Enfin, j’ai le bonheur de devenir le chargé de communication pour la Scène de Musiques ACtuelles «Les Abattoirs», à l’époque de l’émergence de la fusion des genres et des styles. Je me délecte alors d’une culture festive et en mouvement, j’y fais des rencontres avec des artistes éblouissants.
Fort de ces expériences, et dans un désir d’autonomie et de liberté, je crée l’association Salades Murales et Interventions Culturelles, plus connue sous l’acronyme SMIC arts.
Avec mon ami et collaborateur, Jean-Olivier Barrez, j’anime les arts plastiques dans les concerts en réalisant des performances de «fresques» sur pendrillons ignifugés. Nos toiles géantes deviennent vite des scénographies pour des festivals prestigieux de musiques électroniques et fonds de scène pour des groupes de rock de renommée nationale comme Lofofora, Sidilarsen ou encore No One Is Innocent.
Ces productions collectives étaient illustratives et la plupart du temps inspirées par la science- fiction. Mais ma peinture de chevalet reste longtemps exclusivement abstraite.
Je continuais à organiser des ateliers pédagogiques et je suis intervenus dans des structures variées comme des équipements scolaires bien évidemment, mais aussi et surtout des hôpitaux ou des prisons. Dans une suite logique, notre association crée la petite école de peinture L’Artelier de Bourgoin-Jallieu.
Toujours passionné de musique, je fonde avec des amis les associations CONTRE-POIDS (2004 / 2005) et NON Mais NON (2010) pour organiser des concerts.
En 2014, j’organise le festival de l'étrange, «le Carnival» à Bourgoin-Jallieu, où de nombreux artistes hors-normes viennent présenter leurs travaux dans les différents lieux culturels associés.
Ce festival aura connu trois éditions.
En 2015, j’ai peint "une lueur d'espoir", une série de toiles nées de la stupeur des événements tragiques de Charlie Hebdo.

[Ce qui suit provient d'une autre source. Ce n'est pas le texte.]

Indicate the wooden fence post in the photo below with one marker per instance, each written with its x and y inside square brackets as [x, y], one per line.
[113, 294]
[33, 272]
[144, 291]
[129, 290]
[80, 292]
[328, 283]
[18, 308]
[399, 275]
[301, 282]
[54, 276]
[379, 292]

En 2022, en deuil, je me suis livré dans un recueil auto-édité de poèmes et de dessins, « Carnet de Voyages intimes ».
Si un média me caractérise et définit ma particularité, c’est bien la peinture murale.
Entre 2024 et 2026, j’ai eu l’honneur d’imaginer une série de fresques dans les communes iséroises de St Didier de la Tour, Nivolas-Vermelle, L'isle d'Abeau, Villefontaine et Ruy-Montceau.